|摘要: ||本研究之主要目的為設計一適於直接監測平均海水面之GPS(Global Positioning System, GPS)浮標，以及建置一量測水平面可行之方法。|
通常，平均海水面是由一驗潮站經長時間測量後所決定。但是，這種港口岸邊之驗潮站所測得之數據為區域基準，屬區域高程系統，它可能被當地地殼形變所干擾而改變。以全球觀點視之，此數據應建置於國際地球參考框架(International Terrestrial Reference Frame, ITRF)系統並歸屬於全球高程系統中。一般認為最直接的方法是將GPS 追蹤站設於驗潮站附近，即所謂之連續運作GPS 參考站(Continuouslyoperating GPS reference station, CGPS)，再用水準儀以直接水準測量方式連結高程，以此方式將區域高程系統轉成全球系統。但問題是如果驗潮站與追蹤站位於不同岩塊，又受到板塊運動影響，則其間之相對高程必然改變。為解決此問題，於是設計一種新型之GPS 浮標，它包含一圓型版面含漂浮物體、GPS 接收儀與天線組、防水裝置、數值傳輸天線、無線傳輸器、導流器等。三個天線以等邊三角形設置，由其幾何關係可證明，中心點之虛擬天線高程等於三個天線高程之平均值。
為測試浮標之性質，將其放置於高雄港驗潮站附近，作連續性動態觀測以監測海平面變化，完成後將數據交由POSGPS 軟體以動態定位(On The Fly, OTF)模式處理，根據三天觀測數據之處理結果，可獲得海平面零點精度為5mm～7mm，並且證明天線如果設置於浮標平台之幾何中心且不高時，則不須計算與修正浮標之姿態，一樣可以獲取一定精度之高程。
The purposes of this study are to design a suitable GPS buoy to determining a mean sea level directly, as well as to set up a feasible method of measuring the sea level.
Usually, the mean sea level is determined by tidal gauge for a long term measurement.
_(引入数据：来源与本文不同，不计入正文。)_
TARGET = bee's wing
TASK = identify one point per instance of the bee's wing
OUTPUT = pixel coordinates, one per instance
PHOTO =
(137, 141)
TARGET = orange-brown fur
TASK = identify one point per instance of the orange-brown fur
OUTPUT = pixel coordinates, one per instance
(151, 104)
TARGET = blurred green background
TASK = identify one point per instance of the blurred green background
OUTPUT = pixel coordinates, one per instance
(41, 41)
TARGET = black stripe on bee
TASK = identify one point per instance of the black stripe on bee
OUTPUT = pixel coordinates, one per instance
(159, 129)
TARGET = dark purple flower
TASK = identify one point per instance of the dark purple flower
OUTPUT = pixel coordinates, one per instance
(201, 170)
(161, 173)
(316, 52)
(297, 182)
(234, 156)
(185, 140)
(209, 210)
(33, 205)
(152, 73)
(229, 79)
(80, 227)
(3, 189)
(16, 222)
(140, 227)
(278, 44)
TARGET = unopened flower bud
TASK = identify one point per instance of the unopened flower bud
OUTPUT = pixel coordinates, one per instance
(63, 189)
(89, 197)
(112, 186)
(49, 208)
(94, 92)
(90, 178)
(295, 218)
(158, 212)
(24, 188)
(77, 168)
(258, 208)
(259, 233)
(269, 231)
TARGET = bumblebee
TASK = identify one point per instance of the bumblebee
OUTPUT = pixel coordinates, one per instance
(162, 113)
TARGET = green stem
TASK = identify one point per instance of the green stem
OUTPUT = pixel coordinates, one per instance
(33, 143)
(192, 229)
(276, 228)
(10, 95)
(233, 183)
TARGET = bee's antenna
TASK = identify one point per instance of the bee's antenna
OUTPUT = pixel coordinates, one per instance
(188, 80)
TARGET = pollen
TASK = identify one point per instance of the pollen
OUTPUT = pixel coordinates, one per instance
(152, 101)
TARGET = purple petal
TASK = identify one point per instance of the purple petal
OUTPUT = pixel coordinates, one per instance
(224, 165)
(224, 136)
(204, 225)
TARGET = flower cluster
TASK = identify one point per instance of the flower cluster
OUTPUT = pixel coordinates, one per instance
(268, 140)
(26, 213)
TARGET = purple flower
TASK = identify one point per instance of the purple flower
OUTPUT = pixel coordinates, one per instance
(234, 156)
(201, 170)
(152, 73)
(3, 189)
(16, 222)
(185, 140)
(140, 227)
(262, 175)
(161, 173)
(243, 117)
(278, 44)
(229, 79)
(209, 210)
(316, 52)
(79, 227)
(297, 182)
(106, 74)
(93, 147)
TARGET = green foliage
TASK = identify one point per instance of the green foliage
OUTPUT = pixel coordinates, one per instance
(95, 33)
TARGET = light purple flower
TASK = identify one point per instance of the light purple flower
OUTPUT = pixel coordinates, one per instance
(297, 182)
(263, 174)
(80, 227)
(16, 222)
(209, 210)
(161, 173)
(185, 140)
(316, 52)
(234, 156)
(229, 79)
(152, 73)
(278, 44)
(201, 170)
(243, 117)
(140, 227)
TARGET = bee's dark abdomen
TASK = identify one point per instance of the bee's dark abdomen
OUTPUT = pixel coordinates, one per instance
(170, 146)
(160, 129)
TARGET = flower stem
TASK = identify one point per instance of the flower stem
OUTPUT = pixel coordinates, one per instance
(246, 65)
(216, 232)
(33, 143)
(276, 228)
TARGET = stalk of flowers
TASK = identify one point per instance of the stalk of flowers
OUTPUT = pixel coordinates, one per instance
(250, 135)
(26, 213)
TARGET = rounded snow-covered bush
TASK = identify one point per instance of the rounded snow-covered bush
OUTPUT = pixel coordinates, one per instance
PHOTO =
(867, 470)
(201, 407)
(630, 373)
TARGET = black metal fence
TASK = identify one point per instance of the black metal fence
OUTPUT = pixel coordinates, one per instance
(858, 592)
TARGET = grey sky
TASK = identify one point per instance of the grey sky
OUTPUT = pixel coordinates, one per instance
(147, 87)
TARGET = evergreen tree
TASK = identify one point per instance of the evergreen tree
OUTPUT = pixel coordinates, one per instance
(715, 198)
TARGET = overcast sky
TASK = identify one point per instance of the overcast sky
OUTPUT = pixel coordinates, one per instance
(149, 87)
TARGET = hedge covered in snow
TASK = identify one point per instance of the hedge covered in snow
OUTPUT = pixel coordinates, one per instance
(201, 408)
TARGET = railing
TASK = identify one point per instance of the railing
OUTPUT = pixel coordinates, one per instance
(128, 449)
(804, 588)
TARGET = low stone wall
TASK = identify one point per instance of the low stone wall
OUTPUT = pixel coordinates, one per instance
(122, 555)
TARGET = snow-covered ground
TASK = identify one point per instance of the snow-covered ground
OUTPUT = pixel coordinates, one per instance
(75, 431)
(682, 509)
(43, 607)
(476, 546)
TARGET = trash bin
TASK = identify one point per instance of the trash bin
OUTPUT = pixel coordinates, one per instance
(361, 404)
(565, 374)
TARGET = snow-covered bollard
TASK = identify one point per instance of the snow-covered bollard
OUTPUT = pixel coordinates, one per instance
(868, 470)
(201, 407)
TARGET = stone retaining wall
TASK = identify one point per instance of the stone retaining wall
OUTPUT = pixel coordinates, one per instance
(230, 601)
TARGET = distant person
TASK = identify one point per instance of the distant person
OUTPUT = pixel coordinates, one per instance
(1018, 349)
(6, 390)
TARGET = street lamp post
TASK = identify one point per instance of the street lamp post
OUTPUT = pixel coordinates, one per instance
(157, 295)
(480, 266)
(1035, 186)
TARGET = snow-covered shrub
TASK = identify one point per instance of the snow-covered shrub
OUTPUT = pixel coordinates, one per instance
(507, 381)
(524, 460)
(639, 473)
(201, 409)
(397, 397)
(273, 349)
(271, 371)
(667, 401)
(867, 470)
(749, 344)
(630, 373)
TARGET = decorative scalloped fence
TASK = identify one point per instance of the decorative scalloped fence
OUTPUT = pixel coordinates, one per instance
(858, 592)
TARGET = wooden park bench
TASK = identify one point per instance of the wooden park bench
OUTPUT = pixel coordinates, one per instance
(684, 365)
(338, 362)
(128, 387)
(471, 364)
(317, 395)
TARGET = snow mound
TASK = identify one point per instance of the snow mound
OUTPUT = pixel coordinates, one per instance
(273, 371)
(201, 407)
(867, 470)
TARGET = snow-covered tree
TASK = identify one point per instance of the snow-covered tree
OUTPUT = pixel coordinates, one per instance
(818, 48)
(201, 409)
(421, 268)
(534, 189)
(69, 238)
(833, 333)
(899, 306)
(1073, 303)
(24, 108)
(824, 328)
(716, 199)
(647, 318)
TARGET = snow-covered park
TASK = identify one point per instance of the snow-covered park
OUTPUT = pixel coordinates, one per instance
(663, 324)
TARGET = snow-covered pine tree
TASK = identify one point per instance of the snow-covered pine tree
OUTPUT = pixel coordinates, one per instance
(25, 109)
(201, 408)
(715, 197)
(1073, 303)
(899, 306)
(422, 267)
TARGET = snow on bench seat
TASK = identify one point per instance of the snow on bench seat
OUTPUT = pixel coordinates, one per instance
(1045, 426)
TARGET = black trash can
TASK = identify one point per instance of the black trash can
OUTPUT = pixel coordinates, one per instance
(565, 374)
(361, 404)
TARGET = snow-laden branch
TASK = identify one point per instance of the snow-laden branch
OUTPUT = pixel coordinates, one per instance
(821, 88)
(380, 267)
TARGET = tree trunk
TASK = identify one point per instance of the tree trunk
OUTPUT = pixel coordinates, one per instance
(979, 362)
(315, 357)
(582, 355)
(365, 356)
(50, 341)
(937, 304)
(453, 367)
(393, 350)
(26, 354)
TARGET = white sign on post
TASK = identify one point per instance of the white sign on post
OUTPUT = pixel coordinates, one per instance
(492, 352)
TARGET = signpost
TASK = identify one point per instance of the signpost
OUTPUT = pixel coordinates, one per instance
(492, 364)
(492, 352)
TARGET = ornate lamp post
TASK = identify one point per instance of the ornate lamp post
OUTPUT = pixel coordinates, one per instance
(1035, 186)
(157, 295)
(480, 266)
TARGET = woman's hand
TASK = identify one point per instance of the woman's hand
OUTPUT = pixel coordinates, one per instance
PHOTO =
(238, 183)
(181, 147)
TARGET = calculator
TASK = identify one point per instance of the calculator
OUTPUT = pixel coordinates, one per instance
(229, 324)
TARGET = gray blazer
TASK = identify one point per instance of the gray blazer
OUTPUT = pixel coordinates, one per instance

However, the record of tidal gauge located on the shoreline near the harbor is belonged to local datum and referred to local vertical reference system. It will be interrupted by local crustal deformation. From global point of view, the record should involve with the ITRF ellipsoid and refer to global vertical reference system. The direct method of measurement is to set up GPS tracking station near the tidal gauge, the so-called continuously operating GPS station and connect to the tidal gauge by leveling measurement, then, the local sea level may be transformed to the global absolute sea level. The problem is that if the tidal gauge and the GPS tracking station are located on different bedrock due to great tectonic activity. Then, a certain amount of relative vertical motion may be changed. For solving this problem, we design a new type of GPS buoy. The buoy includes a circular plate-shaped body, a floating material, three GPS antenna modules, a protection device, a data-transmitting antenna, a pillar body, three GPS receivers, a data-retrieving module, a communication module, and a water deflector. Three GPS antennas are arranged in the order of an equilateral triangle. From the relationship of geometry, it is proved that the height of geometric center is equal to the average height of those three antennas.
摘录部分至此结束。